For tyres with the service description: 116/114N(110S) - 116/114R(118/116P)
& 116R

Front:
3 bar - 43psi which carries a maximum load of 1730kg

Rear:
4.5 bar - 65psi which carries a maximum load of 2395kg




For tyres with the service description: 118/116R & 121/120R

Front:
3 bar - 43psi which carries a maximum load of 1685kg

Rear:
4.75 bar - 69psi which carries a maximum load of 2435kg


----------



## b16duv (Feb 14, 2006)

Stanner said:


> M & S is Marks & Spencer
> 
> M+S is Mud and Snow
> 
> http://www.etyres.co.uk/glossary-tyre-terms?term=ms


Is it only certain Marks and Spencer stores that stock tyres? The nearest two to me don't seem to have any?

David


----------



## chopper (May 22, 2005)

looked at the door pillar in the cab and it says 72 psi front and 79 psi rear which is more than i have in now

why does everything have to be so difficult!

looks like its club sites from now on!!!!!!!!!!!!


disgruntled

keith


----------



## chopper (May 22, 2005)

i have been in contact with the online ehquiry department at Continental Vanco Camper tyres, gave them them the tyre size, front and rear axle and mgw wieghts etc and they have come back with a daily running pressure of 58psi, so i i will have to try this, on reflection this might give a better ride as it does seem hard and the van rattles a lot i think due to the hard ride, and believe me if it aint screwed down it gets bubble wrapped to lessen the noise.

so next time i am out camping on a field i plan not to get stuck and the best thing is if i am on grass i can have all my twinkly candle lamps out ahhhhh

seriously though i would like to thank everyone who has shared their knowledge and expertise on this matter

long may you camp



keith


----------



## chopper (May 22, 2005)

b16duv said:


> Stanner said:
> 
> 
> > M & S is Marks & Spencer
> ...


thank you

keith


----------



## chopper (May 22, 2005)

Vanco have been in touch with me and advised 58psi all round so going to give it a go

thanks again guys

keith


----------



## chopper (May 22, 2005)

well so far so good, ride felt ok with reduced pressure and arrived at Rally and parked on grass, facing slight incline, rolled back on to block for back rear wheel. at the end of the rally put in first gear and drove up slight incline with no problems at all, i know the grass and ground were dryer than the other week, but i was quite chuffed as i got off with no problems so all being well this might have done the trick.


keith


----------



## UncleNorm (May 1, 2005)

After the Newark show in March, we moved across to Golden Sands, Mablethorpe.
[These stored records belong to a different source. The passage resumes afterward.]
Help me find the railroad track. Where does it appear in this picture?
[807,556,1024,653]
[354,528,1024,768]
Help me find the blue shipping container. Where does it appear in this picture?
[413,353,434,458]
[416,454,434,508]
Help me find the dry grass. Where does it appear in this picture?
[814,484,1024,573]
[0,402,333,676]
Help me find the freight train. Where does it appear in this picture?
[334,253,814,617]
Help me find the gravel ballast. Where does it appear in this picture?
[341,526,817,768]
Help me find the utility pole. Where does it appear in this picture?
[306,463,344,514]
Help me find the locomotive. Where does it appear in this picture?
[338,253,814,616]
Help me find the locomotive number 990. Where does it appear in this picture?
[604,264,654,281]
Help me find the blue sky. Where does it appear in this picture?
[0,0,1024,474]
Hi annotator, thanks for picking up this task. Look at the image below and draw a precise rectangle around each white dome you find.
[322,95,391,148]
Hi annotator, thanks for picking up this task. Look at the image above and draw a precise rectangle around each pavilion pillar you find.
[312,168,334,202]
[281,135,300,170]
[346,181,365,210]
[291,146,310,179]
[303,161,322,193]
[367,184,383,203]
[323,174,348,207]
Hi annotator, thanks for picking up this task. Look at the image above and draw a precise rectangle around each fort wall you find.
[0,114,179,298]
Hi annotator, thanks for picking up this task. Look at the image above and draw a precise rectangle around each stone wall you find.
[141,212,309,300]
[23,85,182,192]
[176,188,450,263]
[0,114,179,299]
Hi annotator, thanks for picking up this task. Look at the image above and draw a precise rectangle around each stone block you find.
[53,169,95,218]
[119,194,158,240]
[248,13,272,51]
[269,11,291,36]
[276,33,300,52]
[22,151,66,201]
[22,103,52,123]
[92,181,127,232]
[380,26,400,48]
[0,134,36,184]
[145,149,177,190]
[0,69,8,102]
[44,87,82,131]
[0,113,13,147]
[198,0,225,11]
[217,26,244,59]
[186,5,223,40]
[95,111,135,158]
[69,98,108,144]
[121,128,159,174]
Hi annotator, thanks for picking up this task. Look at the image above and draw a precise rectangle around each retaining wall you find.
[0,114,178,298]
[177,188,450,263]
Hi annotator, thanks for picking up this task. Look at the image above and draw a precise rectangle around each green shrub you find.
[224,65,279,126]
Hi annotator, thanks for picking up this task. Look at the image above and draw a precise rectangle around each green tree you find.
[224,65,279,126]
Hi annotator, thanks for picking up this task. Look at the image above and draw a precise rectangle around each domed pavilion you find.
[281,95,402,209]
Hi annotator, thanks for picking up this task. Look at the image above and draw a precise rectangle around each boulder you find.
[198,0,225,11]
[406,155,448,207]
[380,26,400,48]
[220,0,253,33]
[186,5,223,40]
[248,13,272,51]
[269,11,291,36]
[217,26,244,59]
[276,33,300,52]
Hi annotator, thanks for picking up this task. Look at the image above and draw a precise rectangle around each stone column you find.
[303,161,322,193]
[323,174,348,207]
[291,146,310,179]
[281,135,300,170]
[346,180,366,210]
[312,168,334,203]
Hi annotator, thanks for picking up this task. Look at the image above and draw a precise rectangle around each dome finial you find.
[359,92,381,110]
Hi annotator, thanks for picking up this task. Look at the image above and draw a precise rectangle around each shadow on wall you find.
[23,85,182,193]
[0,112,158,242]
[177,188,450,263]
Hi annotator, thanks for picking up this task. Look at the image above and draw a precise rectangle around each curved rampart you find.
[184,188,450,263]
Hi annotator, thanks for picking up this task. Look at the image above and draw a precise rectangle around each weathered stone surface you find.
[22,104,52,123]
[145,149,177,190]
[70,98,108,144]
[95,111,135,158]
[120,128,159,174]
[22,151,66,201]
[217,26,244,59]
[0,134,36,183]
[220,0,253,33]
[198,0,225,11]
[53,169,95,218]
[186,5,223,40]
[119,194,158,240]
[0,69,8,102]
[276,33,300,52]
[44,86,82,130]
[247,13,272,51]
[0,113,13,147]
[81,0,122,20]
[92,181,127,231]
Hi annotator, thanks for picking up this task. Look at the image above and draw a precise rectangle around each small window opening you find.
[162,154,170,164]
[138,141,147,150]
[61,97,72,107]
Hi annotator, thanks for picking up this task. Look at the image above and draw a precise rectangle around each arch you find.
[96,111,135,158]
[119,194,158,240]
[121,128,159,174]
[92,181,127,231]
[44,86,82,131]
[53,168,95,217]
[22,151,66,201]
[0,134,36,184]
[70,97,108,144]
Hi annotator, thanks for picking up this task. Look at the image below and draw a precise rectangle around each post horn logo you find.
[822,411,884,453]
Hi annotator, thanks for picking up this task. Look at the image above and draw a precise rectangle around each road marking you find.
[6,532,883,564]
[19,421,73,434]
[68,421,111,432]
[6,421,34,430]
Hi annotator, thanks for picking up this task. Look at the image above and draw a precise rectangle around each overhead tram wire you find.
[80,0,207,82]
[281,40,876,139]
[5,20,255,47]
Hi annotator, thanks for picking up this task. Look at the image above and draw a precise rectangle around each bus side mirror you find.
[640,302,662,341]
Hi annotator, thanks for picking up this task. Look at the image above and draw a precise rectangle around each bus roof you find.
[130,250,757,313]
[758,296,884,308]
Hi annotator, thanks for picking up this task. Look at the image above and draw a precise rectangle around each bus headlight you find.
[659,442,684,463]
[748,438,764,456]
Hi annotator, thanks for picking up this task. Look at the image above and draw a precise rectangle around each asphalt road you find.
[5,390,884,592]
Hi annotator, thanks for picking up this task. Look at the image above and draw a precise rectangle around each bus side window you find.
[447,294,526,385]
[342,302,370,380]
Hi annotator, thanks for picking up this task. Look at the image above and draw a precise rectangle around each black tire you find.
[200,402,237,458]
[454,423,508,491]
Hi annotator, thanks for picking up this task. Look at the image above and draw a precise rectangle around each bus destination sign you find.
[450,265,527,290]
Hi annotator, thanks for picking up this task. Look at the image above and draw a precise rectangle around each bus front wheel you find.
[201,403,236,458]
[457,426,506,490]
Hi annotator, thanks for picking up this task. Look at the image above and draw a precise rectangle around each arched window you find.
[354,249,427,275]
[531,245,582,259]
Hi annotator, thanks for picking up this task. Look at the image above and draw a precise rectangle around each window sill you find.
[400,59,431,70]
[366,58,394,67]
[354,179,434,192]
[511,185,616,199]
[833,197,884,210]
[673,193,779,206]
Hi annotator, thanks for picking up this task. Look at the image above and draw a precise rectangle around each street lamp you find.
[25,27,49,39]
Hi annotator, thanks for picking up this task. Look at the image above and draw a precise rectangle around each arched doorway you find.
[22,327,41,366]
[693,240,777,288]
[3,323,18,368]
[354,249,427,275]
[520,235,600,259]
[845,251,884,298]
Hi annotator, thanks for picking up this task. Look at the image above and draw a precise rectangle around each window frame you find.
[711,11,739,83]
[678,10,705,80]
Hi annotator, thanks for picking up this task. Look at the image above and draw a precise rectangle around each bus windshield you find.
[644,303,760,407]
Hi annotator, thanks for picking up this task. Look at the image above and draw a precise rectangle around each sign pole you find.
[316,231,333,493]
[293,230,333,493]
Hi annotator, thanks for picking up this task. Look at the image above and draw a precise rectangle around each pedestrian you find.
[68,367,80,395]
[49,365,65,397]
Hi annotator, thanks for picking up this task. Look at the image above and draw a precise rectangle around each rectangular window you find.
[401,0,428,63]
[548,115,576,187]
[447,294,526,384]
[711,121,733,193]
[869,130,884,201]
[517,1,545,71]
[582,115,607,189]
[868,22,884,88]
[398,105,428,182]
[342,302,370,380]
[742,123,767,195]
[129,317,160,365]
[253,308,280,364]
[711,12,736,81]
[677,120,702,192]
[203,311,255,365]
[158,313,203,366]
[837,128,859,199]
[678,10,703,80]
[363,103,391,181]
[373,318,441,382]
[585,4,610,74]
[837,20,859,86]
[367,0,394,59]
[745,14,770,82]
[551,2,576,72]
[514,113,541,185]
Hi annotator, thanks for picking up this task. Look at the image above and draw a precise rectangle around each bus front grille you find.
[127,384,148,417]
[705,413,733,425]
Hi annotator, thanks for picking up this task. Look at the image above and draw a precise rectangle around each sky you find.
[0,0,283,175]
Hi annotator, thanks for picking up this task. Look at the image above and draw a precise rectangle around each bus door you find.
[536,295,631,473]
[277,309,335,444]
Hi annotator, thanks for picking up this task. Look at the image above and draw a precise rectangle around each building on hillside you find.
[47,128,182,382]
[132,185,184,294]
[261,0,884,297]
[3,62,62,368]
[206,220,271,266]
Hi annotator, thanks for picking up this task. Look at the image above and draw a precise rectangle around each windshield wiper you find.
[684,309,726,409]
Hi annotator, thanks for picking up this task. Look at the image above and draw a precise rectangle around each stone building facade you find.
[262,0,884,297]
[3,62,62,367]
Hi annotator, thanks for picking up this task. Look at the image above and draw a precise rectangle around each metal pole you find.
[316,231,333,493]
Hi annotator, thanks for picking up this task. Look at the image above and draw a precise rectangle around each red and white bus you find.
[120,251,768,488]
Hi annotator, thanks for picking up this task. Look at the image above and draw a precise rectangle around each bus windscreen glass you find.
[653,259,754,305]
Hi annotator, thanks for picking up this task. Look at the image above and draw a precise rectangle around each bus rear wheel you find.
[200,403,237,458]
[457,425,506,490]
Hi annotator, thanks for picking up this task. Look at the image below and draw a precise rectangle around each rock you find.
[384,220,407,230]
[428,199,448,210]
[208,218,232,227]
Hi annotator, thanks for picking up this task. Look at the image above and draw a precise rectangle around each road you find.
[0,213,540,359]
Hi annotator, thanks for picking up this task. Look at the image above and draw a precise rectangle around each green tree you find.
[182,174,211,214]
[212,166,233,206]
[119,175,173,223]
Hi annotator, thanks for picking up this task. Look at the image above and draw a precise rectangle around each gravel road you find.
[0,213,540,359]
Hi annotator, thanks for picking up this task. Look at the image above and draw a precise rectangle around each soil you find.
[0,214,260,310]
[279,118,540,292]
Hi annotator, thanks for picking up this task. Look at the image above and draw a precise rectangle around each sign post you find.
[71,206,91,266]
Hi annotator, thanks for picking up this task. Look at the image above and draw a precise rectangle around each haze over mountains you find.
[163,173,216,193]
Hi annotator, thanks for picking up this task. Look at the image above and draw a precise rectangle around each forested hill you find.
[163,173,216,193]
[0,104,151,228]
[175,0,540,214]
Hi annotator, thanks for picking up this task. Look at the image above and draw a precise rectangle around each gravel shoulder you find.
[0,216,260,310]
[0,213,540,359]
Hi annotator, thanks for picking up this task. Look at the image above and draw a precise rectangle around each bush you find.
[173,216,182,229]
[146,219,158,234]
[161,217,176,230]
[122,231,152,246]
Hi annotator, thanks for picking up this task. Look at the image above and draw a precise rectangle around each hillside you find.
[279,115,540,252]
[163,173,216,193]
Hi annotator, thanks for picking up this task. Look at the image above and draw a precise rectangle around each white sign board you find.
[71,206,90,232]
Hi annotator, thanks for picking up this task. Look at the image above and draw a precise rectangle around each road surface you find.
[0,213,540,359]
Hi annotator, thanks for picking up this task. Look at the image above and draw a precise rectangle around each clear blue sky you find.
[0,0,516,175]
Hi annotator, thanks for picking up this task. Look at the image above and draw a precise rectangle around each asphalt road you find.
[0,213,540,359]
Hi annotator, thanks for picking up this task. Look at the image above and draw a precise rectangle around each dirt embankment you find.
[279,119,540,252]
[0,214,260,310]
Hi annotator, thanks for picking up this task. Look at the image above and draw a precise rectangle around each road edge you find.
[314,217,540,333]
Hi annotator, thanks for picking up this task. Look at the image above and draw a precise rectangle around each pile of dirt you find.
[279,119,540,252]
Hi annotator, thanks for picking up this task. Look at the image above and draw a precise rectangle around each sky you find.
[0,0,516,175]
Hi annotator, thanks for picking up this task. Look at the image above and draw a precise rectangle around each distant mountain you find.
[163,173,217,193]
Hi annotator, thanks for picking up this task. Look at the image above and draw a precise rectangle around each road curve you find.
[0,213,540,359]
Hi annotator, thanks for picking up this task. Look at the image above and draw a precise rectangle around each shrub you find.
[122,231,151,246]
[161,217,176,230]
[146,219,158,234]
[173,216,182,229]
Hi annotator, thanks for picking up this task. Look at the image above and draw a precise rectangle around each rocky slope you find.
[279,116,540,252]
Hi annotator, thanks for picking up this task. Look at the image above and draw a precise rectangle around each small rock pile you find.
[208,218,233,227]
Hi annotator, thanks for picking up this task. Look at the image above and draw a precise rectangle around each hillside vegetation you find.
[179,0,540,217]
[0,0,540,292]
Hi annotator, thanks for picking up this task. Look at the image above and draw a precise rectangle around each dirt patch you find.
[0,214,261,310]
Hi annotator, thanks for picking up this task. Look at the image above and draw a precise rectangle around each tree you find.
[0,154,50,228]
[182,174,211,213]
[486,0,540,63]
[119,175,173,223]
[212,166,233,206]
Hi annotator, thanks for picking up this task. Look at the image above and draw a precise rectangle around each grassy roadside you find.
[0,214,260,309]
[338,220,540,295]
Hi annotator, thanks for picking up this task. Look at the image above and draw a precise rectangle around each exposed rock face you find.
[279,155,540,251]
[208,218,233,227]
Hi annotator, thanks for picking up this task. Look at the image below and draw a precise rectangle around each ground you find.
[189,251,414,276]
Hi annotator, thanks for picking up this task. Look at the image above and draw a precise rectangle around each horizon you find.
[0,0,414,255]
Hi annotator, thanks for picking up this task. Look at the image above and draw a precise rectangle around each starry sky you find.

We were due to leave on the Thursday, 1 April, but we had torrential rain right through the Tuesday night. A lake formed under Our Coral. we could not get out the MH side door!! There was no point is staying longer so we decided to go home on the Wednesday.

I'd already seen a tractor move one MH and another owner called out a breakdown firm to winch him off.

_*Now Richard (RichardnGill) said:

We also use bread crated bases cut up and park the van on these or make a small road way to get going on with them. *_

Strange, that, because we have learnt to do the same! :roll: My front wheels where on very strong bread basket bases. I had no problem moving forward, on tick-over. When I hit the grass, I had a problem!! :roll: But I have 4 bases so AuntiesSandra and Stew Artona were able to create a roadway for my drive wheels. No problems at all whilst on the bases.

We continued for 70-80 yards in this way... Mud was slopping over Sandra's shoes and both she and Stew were finding it hard to pull the bases from the mud. Rope handles have now been fitted. :wink:

I was thoroughly impressed by the way I was able to keep driving in such appalling conditions, the worst I've experienced in 40+ years of camping. I used them again at the River Breamish CC site, near Alnwick after Easter. I even managed to get onto levelling blocks using the grip of the bases. 

I'm sure nice new tyres would have helped but there are other ways of making life easier.


----------